05. Loading Data - VitalyRomanov/method-embedding GitHub Wiki
Reading dataset files
Files are stored as DataFrame pickle. Each file can be read with unpersist
function
from SourceCodeTools.code.data.file_utils import unpersist
nodes = unpersist("common_nodes.bz2")
To load files for building the graph use load_graph
from SourceCodeTools.code.data.dataset.reader import load_data
nodes, edges = load_data("path/to/dataset/")

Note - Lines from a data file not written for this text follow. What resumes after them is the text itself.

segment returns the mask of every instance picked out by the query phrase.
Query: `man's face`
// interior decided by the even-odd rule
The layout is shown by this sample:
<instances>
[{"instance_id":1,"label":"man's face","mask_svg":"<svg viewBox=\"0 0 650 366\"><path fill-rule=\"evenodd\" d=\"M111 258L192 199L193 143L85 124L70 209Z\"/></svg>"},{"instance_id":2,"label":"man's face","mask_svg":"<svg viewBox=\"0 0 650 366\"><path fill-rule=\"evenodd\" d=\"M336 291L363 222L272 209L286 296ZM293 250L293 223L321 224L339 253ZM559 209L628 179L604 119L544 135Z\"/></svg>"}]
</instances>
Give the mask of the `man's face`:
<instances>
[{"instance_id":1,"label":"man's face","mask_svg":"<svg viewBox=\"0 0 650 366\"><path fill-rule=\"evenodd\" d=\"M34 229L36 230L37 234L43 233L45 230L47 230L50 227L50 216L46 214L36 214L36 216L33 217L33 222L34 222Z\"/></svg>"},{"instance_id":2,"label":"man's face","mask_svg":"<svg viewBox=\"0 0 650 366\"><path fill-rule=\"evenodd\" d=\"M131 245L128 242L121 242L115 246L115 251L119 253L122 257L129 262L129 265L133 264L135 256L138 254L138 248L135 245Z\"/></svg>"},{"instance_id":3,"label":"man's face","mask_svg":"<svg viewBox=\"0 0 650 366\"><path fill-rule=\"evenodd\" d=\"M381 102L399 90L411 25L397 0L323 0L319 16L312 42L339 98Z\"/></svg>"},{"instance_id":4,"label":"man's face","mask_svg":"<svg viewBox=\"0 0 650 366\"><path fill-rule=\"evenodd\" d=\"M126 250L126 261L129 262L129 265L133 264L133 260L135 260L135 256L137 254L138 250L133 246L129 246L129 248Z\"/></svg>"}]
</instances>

Reading source code aligned with graph nodes
It is possible to read source code aligned with graph nodes using load_aligned_source_code
. It will return a generator that will iterate over the rows of common_filecontent.bz2
. Assuming that the content of this file is
file_id filecontent package
0 1 import numpy\nnumpy.array([1,2,3]) any_name_1
1 2 from numpy import *\n any_name_1
Result of reading aligned source code with
from SourceCodeTools.code.data.dataset.reader import load_aligned_source_code
for tokens, node_tags in load_aligned_source_code(data_path):
for t, tt in zip(tokens, node_tags):
print(t, tt, sep="\t")
print()
will return
<s> O
import O
Ġn O
umpy O
Ċ O
n B-1
umpy L-1
. O
array O
([ O
1 U-9
, O
2 U-9
, O
3 U-9
]) O
</s> O
<s> O
from O
Ġn O
umpy O
Ġimport O
Ġ* O
Ċ O
</s> O
Note that load_aligned_source_code
has a keyword tokenizer
. Supported tokenizers are "codebert"
(default) and "spacy"
. The result using "spacy"
is
import O
numpy O
O
numpy U-1
. O
array O
( O
[ O
1 U-9
, O
2 U-9
, O
3 U-9
] O
) O
from O
numpy O
import O
* O
O
Each token is associated either with O
tag or a node id tag. All tags follow BILUO convention. The number in the tag corresponds to node id.